Here are three of the week’s top pieces of financial insight, gathered from around the web:

A master’s degree in debt

“Elite universities have awarded thousands of master’s degrees that don’t provide graduates enough career earnings to begin paying down their federal student loans,” said Melissa Korn and Andrea Fuller at The Wall Street Journal. The most extreme example is Columbia University’s film program, whose students graduated with a median debt of $181,000. “Two years after earning their master’s degrees, half of the borrowers were making less than $30,000 a year,” according to Education Department data. In the 2020–21 academic year, graduate students will have borrowed as much as undergrads for the first time. “Free-flowing federal loan money” has most benefited universities with “legacy branding that lets them say, in effect, their degrees are worth whatever they charge.”

Planet of the ‘Apes’

Movie theater chain AMC abandoned an effort to issue 25 million new shares after the plan drew outrage from retail investors on social media, said Thornton McEnery at Market Watch.
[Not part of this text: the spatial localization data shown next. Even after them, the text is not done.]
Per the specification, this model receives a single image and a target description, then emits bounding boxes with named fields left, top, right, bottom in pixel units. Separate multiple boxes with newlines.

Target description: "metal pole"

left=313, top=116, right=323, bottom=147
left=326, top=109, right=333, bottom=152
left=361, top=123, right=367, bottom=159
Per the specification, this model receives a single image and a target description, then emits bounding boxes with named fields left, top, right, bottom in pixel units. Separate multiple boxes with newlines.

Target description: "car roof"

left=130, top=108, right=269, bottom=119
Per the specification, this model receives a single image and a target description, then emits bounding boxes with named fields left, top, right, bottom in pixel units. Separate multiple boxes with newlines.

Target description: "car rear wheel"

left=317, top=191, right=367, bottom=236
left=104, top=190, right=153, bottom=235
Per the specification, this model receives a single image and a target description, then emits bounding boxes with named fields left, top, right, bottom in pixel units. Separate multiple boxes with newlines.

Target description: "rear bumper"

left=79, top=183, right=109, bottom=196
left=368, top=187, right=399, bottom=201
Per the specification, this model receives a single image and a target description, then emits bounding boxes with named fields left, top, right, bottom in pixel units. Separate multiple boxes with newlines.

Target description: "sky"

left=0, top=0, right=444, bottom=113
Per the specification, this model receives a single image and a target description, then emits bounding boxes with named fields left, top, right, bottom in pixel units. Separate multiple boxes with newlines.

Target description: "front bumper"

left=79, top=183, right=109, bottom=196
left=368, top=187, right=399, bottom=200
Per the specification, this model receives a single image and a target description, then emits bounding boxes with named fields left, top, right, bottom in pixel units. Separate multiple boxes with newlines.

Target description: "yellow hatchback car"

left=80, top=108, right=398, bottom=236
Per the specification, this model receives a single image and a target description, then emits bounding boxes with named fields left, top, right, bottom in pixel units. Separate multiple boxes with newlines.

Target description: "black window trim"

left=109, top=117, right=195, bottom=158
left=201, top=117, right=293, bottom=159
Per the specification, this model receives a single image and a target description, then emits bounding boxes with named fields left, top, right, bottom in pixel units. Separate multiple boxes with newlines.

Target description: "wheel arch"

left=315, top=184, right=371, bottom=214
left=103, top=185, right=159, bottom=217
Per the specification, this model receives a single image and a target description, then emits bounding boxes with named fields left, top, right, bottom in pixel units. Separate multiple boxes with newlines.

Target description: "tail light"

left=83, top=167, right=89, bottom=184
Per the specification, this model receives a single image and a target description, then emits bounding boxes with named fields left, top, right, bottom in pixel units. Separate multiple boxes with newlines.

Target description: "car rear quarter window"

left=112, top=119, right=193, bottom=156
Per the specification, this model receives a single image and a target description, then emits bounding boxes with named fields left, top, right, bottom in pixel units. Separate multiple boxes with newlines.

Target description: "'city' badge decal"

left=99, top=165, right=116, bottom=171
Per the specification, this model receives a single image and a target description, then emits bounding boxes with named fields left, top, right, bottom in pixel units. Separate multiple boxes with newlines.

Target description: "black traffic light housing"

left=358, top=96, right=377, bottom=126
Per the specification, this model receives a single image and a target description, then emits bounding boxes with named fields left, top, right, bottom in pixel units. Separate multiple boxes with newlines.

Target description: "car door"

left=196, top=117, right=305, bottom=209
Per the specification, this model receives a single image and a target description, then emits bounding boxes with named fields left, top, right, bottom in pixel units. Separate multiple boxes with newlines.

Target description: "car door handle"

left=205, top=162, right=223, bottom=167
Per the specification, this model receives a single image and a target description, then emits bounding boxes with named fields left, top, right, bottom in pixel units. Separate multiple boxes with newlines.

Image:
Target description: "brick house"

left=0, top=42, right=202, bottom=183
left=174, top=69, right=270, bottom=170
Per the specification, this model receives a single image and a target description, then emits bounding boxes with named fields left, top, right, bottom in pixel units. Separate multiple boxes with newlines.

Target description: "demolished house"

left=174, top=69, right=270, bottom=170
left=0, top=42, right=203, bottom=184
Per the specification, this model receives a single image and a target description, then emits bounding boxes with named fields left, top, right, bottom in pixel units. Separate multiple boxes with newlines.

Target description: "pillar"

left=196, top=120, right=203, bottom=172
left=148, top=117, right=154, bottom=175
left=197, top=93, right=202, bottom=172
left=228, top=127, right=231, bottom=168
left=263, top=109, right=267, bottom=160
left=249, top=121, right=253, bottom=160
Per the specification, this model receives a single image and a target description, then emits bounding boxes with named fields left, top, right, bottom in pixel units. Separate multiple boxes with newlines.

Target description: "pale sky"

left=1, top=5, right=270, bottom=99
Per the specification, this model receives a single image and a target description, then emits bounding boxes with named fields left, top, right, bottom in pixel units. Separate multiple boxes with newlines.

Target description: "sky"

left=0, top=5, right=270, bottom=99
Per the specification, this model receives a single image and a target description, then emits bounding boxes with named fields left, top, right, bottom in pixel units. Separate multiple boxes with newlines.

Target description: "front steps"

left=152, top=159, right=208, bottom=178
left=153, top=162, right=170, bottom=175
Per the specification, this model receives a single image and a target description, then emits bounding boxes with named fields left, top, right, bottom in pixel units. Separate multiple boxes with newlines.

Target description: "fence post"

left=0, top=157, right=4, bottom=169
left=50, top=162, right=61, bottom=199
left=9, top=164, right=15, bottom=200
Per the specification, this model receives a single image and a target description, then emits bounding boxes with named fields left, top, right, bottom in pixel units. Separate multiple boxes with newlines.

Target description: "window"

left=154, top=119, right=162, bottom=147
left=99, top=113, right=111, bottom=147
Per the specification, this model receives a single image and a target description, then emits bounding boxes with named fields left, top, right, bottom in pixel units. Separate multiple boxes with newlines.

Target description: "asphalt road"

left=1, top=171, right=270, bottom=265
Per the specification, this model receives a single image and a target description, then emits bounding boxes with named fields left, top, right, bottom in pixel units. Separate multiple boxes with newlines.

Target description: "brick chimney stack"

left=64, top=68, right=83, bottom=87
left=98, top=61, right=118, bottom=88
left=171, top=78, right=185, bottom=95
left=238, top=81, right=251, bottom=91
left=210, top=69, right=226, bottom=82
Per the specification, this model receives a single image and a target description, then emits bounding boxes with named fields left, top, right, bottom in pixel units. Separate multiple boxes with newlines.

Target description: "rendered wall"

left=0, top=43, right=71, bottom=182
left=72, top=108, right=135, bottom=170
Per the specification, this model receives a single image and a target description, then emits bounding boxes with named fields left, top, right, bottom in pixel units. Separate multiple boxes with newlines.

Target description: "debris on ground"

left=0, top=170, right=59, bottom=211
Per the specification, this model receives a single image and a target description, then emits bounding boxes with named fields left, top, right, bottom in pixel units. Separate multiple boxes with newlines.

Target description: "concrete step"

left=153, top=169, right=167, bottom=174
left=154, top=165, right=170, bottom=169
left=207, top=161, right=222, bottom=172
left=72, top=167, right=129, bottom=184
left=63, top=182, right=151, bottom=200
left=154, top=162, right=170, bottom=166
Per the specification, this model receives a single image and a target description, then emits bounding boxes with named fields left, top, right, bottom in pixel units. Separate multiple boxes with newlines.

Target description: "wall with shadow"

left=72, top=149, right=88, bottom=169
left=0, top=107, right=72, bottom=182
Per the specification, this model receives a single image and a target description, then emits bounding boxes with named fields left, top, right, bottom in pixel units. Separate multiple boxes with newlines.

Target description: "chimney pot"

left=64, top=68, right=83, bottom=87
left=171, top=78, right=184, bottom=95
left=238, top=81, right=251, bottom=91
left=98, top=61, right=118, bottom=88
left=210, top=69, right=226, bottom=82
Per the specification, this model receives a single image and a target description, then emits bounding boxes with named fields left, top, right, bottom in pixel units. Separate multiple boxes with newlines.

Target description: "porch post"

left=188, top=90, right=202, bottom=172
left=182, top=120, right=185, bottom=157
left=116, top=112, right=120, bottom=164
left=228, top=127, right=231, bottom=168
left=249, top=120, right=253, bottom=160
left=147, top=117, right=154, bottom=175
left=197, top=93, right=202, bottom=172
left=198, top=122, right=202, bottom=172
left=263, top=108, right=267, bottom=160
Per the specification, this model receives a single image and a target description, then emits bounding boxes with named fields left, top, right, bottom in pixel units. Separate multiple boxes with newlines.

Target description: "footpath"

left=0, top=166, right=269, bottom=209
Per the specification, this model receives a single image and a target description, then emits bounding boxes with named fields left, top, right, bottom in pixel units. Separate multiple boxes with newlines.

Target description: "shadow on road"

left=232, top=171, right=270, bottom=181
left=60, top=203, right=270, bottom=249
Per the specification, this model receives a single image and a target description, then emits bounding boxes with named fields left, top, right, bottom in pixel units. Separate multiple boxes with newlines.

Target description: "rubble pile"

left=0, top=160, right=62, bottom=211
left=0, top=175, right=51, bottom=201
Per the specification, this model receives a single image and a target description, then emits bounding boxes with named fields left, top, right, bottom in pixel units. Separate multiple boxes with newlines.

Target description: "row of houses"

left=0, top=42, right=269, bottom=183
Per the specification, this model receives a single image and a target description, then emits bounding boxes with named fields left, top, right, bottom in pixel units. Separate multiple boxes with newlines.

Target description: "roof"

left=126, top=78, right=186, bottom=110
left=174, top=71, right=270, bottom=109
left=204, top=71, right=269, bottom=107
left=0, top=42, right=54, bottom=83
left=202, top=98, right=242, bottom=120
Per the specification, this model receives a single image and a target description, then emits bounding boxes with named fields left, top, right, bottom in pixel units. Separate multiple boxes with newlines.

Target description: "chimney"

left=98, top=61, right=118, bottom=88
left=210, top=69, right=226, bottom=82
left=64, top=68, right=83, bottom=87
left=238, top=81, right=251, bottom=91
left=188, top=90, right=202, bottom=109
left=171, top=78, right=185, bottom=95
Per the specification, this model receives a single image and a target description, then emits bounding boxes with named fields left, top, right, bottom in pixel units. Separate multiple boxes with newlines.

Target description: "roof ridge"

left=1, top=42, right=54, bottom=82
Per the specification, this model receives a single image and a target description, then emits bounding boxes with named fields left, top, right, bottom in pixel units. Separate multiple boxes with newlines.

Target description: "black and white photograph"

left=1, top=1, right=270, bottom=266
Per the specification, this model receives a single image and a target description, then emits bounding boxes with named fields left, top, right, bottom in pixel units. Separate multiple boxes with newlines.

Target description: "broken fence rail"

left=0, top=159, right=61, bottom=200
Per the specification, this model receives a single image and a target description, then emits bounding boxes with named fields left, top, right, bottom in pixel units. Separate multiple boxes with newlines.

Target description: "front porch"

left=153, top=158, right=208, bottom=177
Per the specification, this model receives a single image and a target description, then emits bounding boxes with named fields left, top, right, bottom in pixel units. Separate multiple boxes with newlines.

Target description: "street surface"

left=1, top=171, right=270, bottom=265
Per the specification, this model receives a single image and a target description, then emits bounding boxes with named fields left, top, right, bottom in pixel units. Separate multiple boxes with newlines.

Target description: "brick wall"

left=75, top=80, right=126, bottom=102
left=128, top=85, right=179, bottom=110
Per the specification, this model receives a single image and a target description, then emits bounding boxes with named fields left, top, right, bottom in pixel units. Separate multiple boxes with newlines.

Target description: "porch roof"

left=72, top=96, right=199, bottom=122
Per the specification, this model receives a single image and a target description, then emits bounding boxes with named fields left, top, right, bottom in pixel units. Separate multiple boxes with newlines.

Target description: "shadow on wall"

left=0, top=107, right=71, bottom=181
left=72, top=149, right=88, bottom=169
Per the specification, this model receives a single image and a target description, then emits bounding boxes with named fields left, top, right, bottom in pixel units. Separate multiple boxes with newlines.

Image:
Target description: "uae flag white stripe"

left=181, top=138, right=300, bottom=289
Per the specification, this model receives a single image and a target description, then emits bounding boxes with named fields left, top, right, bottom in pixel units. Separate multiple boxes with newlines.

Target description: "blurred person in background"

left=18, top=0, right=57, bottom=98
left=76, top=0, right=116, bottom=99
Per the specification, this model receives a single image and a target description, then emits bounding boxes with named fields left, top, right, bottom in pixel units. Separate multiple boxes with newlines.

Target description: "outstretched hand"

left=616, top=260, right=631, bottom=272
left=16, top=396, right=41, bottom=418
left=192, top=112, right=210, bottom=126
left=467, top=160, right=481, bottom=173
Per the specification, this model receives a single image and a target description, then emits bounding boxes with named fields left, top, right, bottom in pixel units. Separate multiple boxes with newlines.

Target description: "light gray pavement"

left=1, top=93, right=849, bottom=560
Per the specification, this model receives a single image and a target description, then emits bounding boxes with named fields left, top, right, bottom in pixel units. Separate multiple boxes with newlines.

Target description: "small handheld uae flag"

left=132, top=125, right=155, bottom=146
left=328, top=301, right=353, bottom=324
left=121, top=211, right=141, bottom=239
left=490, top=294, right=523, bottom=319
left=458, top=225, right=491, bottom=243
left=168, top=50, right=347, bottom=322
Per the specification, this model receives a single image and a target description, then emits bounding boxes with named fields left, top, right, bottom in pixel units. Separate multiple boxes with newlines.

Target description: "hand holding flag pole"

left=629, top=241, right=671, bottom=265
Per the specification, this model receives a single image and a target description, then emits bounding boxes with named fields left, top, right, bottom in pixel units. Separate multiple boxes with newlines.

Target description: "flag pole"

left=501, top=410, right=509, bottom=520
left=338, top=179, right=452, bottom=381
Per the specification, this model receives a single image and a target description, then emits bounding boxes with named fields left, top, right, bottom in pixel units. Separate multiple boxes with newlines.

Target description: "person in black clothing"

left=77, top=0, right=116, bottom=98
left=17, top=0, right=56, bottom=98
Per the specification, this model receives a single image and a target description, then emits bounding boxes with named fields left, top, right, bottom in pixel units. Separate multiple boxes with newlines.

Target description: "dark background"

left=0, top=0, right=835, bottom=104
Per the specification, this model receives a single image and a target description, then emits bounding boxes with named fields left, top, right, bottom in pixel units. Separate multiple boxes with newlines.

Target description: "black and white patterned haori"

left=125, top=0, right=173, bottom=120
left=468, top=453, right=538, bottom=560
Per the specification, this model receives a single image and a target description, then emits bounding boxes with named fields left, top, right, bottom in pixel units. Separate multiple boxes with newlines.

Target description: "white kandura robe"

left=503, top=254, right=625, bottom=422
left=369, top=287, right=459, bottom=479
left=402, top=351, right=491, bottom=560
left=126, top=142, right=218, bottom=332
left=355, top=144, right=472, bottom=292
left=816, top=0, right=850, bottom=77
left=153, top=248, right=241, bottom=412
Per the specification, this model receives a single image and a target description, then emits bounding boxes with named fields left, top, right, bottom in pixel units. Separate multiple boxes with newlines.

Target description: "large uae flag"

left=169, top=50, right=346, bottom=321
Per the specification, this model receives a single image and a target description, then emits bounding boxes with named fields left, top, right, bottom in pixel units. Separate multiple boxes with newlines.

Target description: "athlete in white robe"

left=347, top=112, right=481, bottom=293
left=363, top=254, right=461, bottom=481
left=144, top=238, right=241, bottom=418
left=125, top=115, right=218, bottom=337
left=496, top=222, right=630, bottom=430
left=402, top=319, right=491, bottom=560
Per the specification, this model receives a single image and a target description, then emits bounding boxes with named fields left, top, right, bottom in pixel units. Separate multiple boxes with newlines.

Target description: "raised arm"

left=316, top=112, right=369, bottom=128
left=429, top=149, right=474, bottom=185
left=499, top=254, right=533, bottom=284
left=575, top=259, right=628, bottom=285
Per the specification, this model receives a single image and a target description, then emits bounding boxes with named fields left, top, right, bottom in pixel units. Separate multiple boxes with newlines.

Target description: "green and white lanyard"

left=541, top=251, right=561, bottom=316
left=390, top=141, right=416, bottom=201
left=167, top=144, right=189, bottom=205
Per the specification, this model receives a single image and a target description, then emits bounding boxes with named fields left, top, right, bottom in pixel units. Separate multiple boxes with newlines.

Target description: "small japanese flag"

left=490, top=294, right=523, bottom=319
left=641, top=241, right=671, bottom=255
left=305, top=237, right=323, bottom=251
Retail fans of the stock, who sometimes call themselves “apes,” are “now thought to hold roughly 80 percent of the company’s shares,” which have soared in recent weeks. AMC, which has been a “meme stock” favorite on forums like Reddit, was planning to sell shares to pay down its debt. But the prospect of diluting the stakes of existing stockholders didn’t go over well with its investors. CEO Adam Aron, “who has made a habit of engaging directly” with investors on Twitter, posted a picture of the words “I see you, I hear you, I value you.”

No flight and no refund

Travelers are finding it difficult to use the rebates and vouchers for last year’s canceled flights, said Eric Taub at The New York Times. Most airlines and travel companies granted reimbursements or covered cancellation fees with credits after countries began closing borders. But with restrictions easing, many travelers are “experiencing frustrating delays in rebooking flights, and even outright refusals by travel companies to honor” those credits. Meanwhile, many travelers who opted for refunds haven’t gotten them yet. One passenger, owed a $4,500 refund for an Aer Lingus flight canceled in February 2020, was still waiting for her money this month — and Orbitz, her online travel agency, said that because of a computer glitch she might not get it until the end of 2021. (Orbitz did issue the refund after a reporter called.)